The 1CC is so daunting
Gremlin - 163,600 - 4 - MAME
Long-ass goober post below:
I've played this a couple times before and while I liked what I saw, I never really got into it - the painfully slow speed, the weird, massively delayed bomb (that you can steer?!), the bullet visibility and the difficulty (which until now I didn't understand at all) made me always shrug my shoulders. Metal Black is my favourite shootie ever, and that game feels almost like a deliberate response to it's spiritual prequel, "correcting" those flaws (although they've grown on me somewhat, and make Gun Frontier a more interesting scoring game). SOTM always forces me to sit down and take notes, and this game for better or worse needs you to take notes and play how it wants to be played to make any progress in it, and after hittin' the books I'm also goobin'
hard over it. It's just such a
cool game with a unique, cohesive setting and exudes/reeks a thick air of confidence in its stage design with incredible set pieces and interesting, certainly deliberate artistic choices.

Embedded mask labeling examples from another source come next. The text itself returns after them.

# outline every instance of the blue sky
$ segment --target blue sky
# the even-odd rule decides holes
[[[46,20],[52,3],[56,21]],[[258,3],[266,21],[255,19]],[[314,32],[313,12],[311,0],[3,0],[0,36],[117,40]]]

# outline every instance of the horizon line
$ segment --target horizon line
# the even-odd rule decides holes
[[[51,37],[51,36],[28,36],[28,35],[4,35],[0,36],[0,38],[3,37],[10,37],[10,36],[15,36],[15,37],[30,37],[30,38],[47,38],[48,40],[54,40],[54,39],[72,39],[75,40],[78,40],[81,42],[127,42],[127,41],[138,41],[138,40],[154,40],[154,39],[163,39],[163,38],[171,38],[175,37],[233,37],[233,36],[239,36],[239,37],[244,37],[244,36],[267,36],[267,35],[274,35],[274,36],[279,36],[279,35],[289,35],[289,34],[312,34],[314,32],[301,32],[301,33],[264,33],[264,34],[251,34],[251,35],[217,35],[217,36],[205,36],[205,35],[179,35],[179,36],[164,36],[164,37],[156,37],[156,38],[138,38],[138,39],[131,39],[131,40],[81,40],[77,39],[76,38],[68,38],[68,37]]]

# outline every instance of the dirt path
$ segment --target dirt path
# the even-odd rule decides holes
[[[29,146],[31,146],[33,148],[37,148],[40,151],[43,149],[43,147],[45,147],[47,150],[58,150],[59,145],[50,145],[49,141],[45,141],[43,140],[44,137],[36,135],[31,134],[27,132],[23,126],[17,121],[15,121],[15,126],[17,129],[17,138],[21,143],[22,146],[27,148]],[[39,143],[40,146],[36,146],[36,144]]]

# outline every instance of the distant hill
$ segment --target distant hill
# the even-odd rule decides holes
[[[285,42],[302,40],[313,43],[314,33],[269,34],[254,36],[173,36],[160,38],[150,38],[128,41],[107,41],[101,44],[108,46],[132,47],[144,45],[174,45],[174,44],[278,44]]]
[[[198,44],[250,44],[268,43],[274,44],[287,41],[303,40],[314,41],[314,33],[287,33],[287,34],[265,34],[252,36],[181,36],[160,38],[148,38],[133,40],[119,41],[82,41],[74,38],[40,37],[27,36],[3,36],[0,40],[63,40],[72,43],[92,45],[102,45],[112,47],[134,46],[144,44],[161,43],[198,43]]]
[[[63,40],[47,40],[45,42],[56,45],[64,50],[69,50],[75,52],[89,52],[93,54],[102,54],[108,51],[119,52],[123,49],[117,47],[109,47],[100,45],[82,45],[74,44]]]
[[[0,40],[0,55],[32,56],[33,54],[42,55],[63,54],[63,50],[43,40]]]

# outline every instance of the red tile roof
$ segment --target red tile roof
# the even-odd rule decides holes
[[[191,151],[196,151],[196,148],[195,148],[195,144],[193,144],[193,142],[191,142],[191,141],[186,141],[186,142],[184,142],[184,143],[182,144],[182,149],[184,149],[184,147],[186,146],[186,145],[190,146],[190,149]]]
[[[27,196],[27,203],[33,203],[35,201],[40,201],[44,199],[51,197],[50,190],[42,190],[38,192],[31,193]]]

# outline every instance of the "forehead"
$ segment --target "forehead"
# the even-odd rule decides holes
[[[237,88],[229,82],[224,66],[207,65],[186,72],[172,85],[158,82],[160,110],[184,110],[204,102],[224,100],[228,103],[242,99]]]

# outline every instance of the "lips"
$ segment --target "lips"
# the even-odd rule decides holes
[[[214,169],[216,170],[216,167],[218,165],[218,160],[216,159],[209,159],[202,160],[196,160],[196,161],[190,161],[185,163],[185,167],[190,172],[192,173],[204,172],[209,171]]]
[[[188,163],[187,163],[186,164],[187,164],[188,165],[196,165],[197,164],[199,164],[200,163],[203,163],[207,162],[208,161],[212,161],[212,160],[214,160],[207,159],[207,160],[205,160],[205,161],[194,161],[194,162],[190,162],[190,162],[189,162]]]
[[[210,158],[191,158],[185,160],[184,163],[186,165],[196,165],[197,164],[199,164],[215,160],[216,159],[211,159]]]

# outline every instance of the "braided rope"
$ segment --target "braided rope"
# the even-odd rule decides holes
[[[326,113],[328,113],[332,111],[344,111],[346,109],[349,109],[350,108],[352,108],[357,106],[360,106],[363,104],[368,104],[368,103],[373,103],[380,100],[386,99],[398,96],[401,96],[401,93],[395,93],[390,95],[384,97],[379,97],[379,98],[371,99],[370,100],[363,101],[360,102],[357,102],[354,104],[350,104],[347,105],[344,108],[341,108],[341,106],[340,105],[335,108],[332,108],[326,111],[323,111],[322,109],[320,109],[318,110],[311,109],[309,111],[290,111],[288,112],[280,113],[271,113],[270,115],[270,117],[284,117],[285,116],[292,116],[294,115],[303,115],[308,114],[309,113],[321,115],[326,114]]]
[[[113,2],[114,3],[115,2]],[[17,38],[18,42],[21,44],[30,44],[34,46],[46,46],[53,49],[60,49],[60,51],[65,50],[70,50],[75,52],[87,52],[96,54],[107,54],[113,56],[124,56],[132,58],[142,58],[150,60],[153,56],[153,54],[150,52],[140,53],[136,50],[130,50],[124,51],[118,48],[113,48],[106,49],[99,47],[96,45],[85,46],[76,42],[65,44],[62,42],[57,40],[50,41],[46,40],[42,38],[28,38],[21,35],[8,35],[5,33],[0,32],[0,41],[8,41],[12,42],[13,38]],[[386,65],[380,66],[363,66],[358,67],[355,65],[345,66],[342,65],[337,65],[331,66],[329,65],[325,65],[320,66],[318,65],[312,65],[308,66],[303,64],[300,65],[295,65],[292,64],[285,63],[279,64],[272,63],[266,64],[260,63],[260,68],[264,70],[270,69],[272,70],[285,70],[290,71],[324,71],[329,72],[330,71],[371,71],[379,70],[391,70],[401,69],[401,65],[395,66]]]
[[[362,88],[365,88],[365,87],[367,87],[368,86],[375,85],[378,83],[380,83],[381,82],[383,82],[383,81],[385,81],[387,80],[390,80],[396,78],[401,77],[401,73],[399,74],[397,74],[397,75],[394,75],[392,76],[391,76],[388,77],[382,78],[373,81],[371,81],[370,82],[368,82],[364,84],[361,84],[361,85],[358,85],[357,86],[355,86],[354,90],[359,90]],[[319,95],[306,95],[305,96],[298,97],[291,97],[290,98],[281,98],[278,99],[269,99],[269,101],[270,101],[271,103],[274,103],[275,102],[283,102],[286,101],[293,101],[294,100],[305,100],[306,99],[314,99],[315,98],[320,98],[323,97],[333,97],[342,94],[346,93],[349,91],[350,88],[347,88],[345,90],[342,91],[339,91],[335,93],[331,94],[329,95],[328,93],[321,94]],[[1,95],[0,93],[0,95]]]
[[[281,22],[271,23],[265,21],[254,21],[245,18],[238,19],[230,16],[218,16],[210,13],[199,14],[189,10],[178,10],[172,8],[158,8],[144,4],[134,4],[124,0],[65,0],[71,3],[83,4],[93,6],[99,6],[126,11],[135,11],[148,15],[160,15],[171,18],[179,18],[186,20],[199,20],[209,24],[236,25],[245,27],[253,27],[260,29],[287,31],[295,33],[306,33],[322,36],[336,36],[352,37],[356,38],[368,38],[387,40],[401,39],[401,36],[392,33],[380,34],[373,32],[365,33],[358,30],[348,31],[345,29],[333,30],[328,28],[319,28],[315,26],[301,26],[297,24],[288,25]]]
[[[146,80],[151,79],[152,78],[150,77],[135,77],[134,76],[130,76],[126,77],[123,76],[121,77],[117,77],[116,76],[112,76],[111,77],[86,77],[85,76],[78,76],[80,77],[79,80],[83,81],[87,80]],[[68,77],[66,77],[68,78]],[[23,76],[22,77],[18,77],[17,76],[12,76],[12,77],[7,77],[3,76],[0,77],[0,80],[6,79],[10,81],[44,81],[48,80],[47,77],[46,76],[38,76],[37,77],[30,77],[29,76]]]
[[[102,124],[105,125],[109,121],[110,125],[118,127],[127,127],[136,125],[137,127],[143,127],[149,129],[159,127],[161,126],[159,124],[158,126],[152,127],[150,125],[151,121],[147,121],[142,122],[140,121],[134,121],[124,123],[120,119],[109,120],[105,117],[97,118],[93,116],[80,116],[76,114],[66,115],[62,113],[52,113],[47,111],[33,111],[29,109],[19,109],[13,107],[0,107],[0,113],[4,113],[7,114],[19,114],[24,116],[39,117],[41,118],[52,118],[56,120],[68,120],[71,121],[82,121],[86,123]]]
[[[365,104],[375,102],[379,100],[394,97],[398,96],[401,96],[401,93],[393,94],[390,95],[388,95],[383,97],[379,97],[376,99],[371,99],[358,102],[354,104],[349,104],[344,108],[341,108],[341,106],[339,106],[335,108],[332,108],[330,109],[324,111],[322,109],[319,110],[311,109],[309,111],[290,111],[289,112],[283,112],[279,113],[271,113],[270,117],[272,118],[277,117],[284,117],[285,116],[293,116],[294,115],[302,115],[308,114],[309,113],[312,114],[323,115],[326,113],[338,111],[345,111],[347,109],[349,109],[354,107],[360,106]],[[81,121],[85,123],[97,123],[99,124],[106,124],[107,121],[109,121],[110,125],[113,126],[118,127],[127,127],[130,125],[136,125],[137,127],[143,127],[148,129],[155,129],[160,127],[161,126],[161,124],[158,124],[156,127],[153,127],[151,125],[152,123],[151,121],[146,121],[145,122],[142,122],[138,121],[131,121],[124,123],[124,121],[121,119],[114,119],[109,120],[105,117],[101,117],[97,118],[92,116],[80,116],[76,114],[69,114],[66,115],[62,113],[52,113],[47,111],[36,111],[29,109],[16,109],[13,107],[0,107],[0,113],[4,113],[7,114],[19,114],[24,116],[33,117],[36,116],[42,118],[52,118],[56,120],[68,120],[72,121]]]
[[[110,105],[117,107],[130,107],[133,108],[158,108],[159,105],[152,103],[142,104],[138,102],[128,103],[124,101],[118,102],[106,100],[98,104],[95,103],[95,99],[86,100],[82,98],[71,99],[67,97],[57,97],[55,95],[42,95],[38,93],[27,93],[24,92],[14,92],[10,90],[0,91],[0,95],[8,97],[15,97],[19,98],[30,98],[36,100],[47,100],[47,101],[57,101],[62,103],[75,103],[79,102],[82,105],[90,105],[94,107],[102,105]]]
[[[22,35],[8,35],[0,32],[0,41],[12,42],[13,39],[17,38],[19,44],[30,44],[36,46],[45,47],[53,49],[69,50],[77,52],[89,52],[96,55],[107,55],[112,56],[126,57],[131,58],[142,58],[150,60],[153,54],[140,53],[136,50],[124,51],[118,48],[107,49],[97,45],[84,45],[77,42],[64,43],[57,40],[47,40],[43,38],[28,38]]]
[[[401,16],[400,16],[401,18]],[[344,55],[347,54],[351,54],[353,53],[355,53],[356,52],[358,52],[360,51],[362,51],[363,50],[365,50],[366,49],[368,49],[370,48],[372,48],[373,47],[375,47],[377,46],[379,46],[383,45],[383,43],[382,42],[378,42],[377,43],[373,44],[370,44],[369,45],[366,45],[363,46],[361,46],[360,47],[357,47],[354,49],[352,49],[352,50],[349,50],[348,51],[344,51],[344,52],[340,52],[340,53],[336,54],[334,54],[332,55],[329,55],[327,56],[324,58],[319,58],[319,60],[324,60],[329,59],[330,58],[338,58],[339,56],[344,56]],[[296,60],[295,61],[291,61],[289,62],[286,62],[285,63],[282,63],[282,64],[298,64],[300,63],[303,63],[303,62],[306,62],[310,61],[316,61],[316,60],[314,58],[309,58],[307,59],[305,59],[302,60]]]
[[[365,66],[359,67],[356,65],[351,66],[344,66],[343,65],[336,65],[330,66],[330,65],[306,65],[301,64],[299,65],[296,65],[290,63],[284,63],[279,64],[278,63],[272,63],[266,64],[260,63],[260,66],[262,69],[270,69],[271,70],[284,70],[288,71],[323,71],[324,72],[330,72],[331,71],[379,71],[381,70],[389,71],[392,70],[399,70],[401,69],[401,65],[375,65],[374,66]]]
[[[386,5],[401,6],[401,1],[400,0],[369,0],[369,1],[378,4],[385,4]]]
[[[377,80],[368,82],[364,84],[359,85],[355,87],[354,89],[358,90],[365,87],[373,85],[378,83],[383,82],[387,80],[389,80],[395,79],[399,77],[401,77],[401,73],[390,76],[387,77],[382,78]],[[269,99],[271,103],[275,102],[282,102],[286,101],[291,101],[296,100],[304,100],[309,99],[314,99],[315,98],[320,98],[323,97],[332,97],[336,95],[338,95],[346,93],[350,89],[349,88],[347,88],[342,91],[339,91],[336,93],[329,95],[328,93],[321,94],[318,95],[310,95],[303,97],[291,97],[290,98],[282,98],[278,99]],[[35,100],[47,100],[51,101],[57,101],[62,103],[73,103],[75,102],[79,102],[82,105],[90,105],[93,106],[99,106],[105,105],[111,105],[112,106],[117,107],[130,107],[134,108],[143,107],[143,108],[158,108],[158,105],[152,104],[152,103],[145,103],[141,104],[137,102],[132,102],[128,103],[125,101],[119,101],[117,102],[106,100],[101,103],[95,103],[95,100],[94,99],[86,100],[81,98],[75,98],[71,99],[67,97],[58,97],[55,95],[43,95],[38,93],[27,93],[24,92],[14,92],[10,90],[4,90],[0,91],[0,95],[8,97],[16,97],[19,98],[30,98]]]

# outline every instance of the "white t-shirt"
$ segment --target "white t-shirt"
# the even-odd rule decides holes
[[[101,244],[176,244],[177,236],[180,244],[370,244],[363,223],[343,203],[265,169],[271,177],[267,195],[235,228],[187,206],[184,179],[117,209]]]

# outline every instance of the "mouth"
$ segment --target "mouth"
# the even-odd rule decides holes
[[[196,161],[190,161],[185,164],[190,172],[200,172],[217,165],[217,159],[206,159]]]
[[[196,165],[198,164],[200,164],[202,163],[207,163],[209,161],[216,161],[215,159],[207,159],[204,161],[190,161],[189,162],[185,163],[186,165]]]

The specific moment I fell in love was Stage 4 - after first passing over a grassy wheat field that transitions to a completely monochromatic, dusty and desolate town and after a desert littered with mechanical carcasses, the boss emerges from a (unnatural?) tornado. Unlike every other boss, there is absolutely no music playing during this encounter, only the ambience of the desert winds and the sounds of the enemy's attacks - all flamethrowers. Once defeated, instead of a giant screen-covering explosion like every other boss in the game, the winds quietly begin to tear the surface of the aircraft away until it's frame is exposed, and then it silently falls down to the desert below as its color fades away.
This all felt so calculated, and it's message finally clicked when I saw the intro again - when the story of the planet "Gloria" begins in the intro, the color transitions sepia-tone, which the entirety of Stage 4 is also sepia apart from the player and enemies. The intro then describes the "Wild Lizards" attacking their settlement, killing and enslaving the inhabitants as the image of a girl is slowly engulfed in flames as someone begs for a saviour to come. To spell it out for ya: this intro appears to clearly be referencing the setting of Stage 4 and the flames pointing a big fat finger at the boss of Stage 4, and as we fly over the level we see nothing but desertion and destruction, with no signs of life except you and the folks trying to gun you down. It could be that this was your home, an important settlement or maybe loved ones lived here, but regardless they were all gone, and you were too late. And then, the boss appears that turned the town and surrounding grassy plains into an ashy shithole, ruining the area forever. No tense, dramatic action music plays, because they've already won this particular battle. Destroying them, similairly uncelebrated - it changes nothing. All it accomplishes is making it lie in the bed it created. As the winds pull it apart it drifts down as a literal skeleton, joining the numerous "carcasses" we saw in the desert previously. Ashes to ashes etc.
That's why I now love it. Metal Black also puts the same thoughtfulness in it's structure, and that's why I also love it. Dino Rex also hilariously has the same
je ne sais quoi but the game stinks. Takatsuna Senba really did put his whole narrative pussy into these games. Hope he's doing something he enjoys cause it sounds like game dev treated him like shit.